CFD Online Logo CFD Online URL
www.cfd-online.com
[Sponsors]
Home > Forums > Software User Forums > ANSYS

Setup Ansys RSM with ARC on Linux cluster

Register Blogs Community New Posts Updated Threads Search

Reply
 
LinkBack Thread Tools Search this Thread Display Modes
Old   July 27, 2022, 10:01
Default Setup Ansys RSM with ARC on Linux cluster
  #1
Senior Member
 
Maxim
Join Date: Aug 2015
Location: Germany
Posts: 413
Rep Power: 13
-Maxim- is on a distinguished road
Hello,

I hope this is the right section of the forum, if not, please move my post.
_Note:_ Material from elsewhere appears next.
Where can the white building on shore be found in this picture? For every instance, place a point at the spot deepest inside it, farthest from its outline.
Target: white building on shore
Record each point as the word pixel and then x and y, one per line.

Thanks.

I am trying to set up Ansys RSM with ARC (Ansys Remote Cluster) on my little linux cluster running CentOS and Ansys 2022 R2. The cluster consists of a master with 2 nodes (16 cores each), connected via infiniband.

So far I have copied over my .def files, started the calculation via putty from my Windows workstation and copied the results back. Now I would like to use the optimization features of Workbench and for that I need to set up RSM to send the jobs to the cluster from the Workbench.

What I've done so far is the following (all as root on master):
- ./rsmclusterconfig to create service scripts rsmlauncher, arcmaster and arcnode
- ./rsmconfig -launcher --> successfully installed and launched --> RSM Launcher Service is running
- ./arcmaster start --> succesful
- ./arcnode start --> successful

Then I launched the RSM config tool on my windows workstation, defined name of cluster, staging directory on network share and on cluster, stored user credentials, imported and refreshed the queues.

I have two ARC queues now: Default and local which would start the test job on the master. When I test either of them now, the test runs now successful. (*edited* - no idea why it works now...)

However, I am not able to set up my compute nodes in ./arcconfigui unfortunately. When I want to add the node01 (that's the name of my node), it states the following in putty:
Code:
/usr/ansys_inc/v222/RSM/ARC/tools/linx64/arcdeploy -f "/root/.ansys/v222/deploy.csv" -nomaster
You entered the following 3 command line arguments:
-f
/root/.ansys/v222/deploy.csv
-nomaster
Starting ARC service on node01
I am running the following commands
ssh -tt node01 "sudo -E /usr/ansys_inc/v222/RSM/ARC/tools/linx64/install_daemon -arcnode"
Installing Ansys RSM Cluster Node service
arcnode222 installed.
Please use /etc/init.d/arcnode222 {start|stop|restart|status|try-restart|condrestart} to monitor arcnode222 service
Setting environment variables from '/usr/ansys_inc/v222/RSM/ARC/tools/linx64/arc_env_profile'
Ansys RSM Cluster Node Service is not running
Setting environment variables from '/usr/ansys_inc/v222/RSM/ARC/tools/linx64/arc_env_profile'
Starting Ansys RSM Cluster Node Service ...
Starting /usr/ansys_inc/v222/Framework/bin/Linux64/runwb2 -cmd mono /usr/ansys_inc/v222/RSM/ARC/bin/ArcNodeService.exe -noshutdown...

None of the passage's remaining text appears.